Kamis, 26 April 2012

KONSPIRASI



"Jangan percaya Global Warming, ia adalah konspirasi industri kapital untuk menjual barang dan jasa yang ‘eco-friendly’, ‘green’, dan seterusnya.“

“9/11 itu konspirasi Amerika untuk melegalkan invasi terhadap negara-negara Islam!”

“Nusantara adalah Atlantis yang hilang, penggalan surga yang hilang, banyak emas dan piramida raksasa yang tersembunyi di dalamnya.”

“Jangan membeli ayam goreng itu, jagan memakai kosmetik merek itu, jangan memakan makanan berlabel simbol itu... itu Yahudi. Musuh agama!”

“Jangan pilih dia di pemilu berikutnya, dia antek Amerika. Dia boneka yang dikendalikan Amerika untuk mengeruk kekayaan negara kita!”

“Tidak perlu risau dengan konflik di Lampung, Bima, Palu, Papua, dan seterusnya, itu strategi makar menggulingkan pemerintah. Pasti ada yang menunggangi. Santai saja. Nanti juga reda sendiri.”

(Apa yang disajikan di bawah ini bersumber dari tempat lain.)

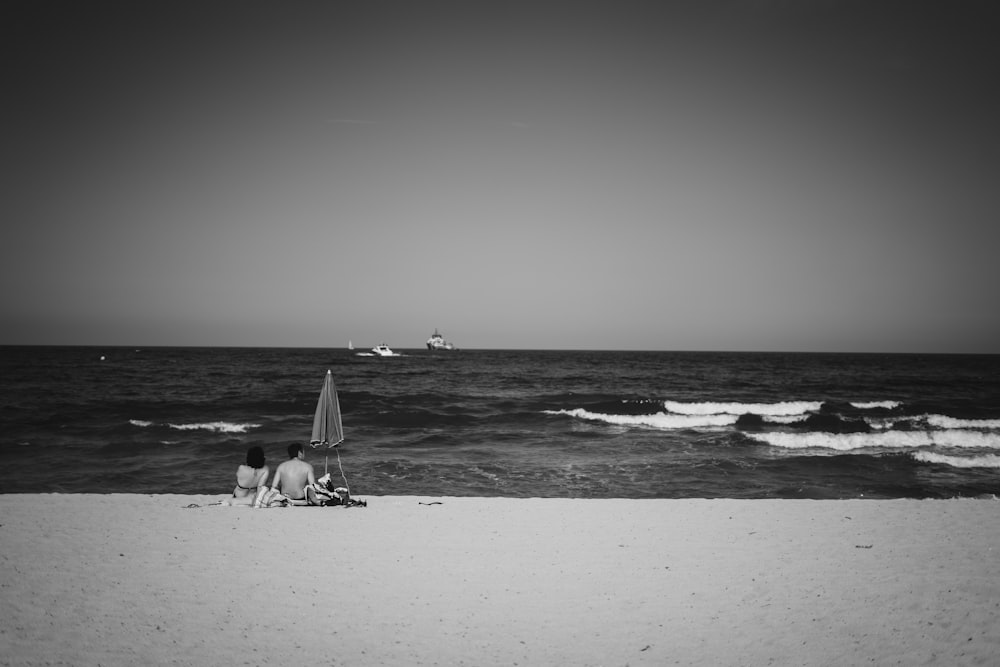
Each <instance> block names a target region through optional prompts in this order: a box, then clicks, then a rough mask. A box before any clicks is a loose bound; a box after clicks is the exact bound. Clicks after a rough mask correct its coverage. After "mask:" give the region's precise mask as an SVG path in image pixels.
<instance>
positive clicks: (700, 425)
mask: <svg viewBox="0 0 1000 667" xmlns="http://www.w3.org/2000/svg"><path fill="white" fill-rule="evenodd" d="M545 414H550V415H568V416H570V417H578V418H580V419H590V420H593V421H602V422H605V423H608V424H616V425H619V426H652V427H654V428H662V429H683V428H699V427H708V426H730V425H732V424H735V423H736V420H737V419H738V418H739V415H727V414H704V415H668V414H665V413H663V412H658V413H656V414H654V415H608V414H603V413H600V412H590V411H589V410H584V409H583V408H576V409H573V410H545Z"/></svg>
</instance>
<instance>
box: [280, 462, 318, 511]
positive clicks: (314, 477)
mask: <svg viewBox="0 0 1000 667" xmlns="http://www.w3.org/2000/svg"><path fill="white" fill-rule="evenodd" d="M315 482H316V476H315V475H314V474H313V470H312V465H311V464H309V463H306V462H305V461H303V460H302V454H301V453H299V455H298V456H297V457H296V458H294V459H288V460H287V461H285V462H284V463H282V464H281V465H279V466H278V469H277V470H275V471H274V484H273V488H275V489H278V490H280V491H281V493H282V495H285V496H288V497H289V498H291V499H292V500H305V497H306V493H305V488H306V485H307V484H314V483H315Z"/></svg>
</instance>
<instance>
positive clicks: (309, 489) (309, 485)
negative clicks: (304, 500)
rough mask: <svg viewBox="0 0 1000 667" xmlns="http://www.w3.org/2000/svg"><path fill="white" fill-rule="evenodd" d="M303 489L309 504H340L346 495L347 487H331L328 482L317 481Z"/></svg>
mask: <svg viewBox="0 0 1000 667" xmlns="http://www.w3.org/2000/svg"><path fill="white" fill-rule="evenodd" d="M303 490H304V491H305V496H306V500H308V501H309V504H310V505H320V506H325V505H340V504H342V503H343V501H344V498H345V497H347V489H345V488H343V487H340V488H336V489H333V488H330V485H329V484H321V483H319V482H315V483H313V484H309V485H308V486H306V488H305V489H303Z"/></svg>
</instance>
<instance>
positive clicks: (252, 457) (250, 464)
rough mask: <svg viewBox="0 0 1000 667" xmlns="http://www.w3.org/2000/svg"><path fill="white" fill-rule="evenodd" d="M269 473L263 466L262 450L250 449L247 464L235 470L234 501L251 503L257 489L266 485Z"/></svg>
mask: <svg viewBox="0 0 1000 667" xmlns="http://www.w3.org/2000/svg"><path fill="white" fill-rule="evenodd" d="M270 474H271V471H270V470H269V469H268V467H267V466H266V465H264V450H263V449H262V448H261V447H257V446H254V447H251V448H250V449H248V450H247V462H246V464H245V465H241V466H240V467H239V468H237V469H236V488H235V489H233V498H234V499H237V500H238V499H241V498H243V499H246V501H247V502H248V503H249V502H252V501H253V497H254V494H255V493H257V487H258V486H263V485H264V484H266V483H267V476H268V475H270Z"/></svg>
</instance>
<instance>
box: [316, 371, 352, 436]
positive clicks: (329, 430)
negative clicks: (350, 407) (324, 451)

“Sepertinya tabrakan maut di Halte Tugu Tani itu hanyalah pengalih perhatian, pengubah isu agar masyarakat tak lagi peduli pada sidang skandal korupsi yang melibatkan partai penguasa negeri ini! Afriani pasti pembunuh bayaran!”

“Tak perlu naik haji karena pemerintah Arab Saudi hanya mengeksploitasi agama untuk kepentingan mereka sendiri! Ibadah haji menjadi terlalu komersial dikonversi menjadi biaya hotel, biaya catering, biaya perjalanan, dan biaya-biaya lainnya yang harganya tak masuk di akal! Ini namanya industrialisasi syari’at!”

“Bahwa rokok berakibat buruk bagi kesehatan manusia adalah kebohongan! Ia hanya konspirasi untuk memuluskan industri obat-obatan milik Barat, dan itu menghancurkan peninggalan budaya adiluhung kita! Rokok adalah kebudayaan, budaya kita!”

“Musik itu haram! Imuniasasi itu haram! Film itu haram! Itu strategi kafir untuk melemahkan generasi muda agama kita!”

“Ahmad Dhani itu keturunan Yahudi! Lagu-lagunya sesat!” (di kutip dari fahdisme)
nilah kita. Masyarakat yang setiap hari dibombardir secara massif oleh informasi, buku-buku, film, dan berbagai media lain tentang isu ‘konspirasi’, lantas menjadi begitu mudah curiga pada banyak hal: Tarekat Mason Bebas, teka-teki Atlantis yang hilang, propaganda Yahudi, intelejen Amerika, sampai harta karun Soekarno.

...dan kita yang terlarut dalam pusaran informasi tentang segala hal yang “nampak misterius”, “licik” dan “penuh teka-teki” itu lantas berubah menjadi masyarakat yang penuh kecurigaan pada banyak hal. Kita tak lagi tenang menghadapi hidup yang sesungguhnya sederhana... Kita terlanjur suka membuat ruwet hal-hal yang sesungguhnya biasa-biasa saja. Kita menjadi masyarakat pencuriga—bahkan cenderung paranoid. 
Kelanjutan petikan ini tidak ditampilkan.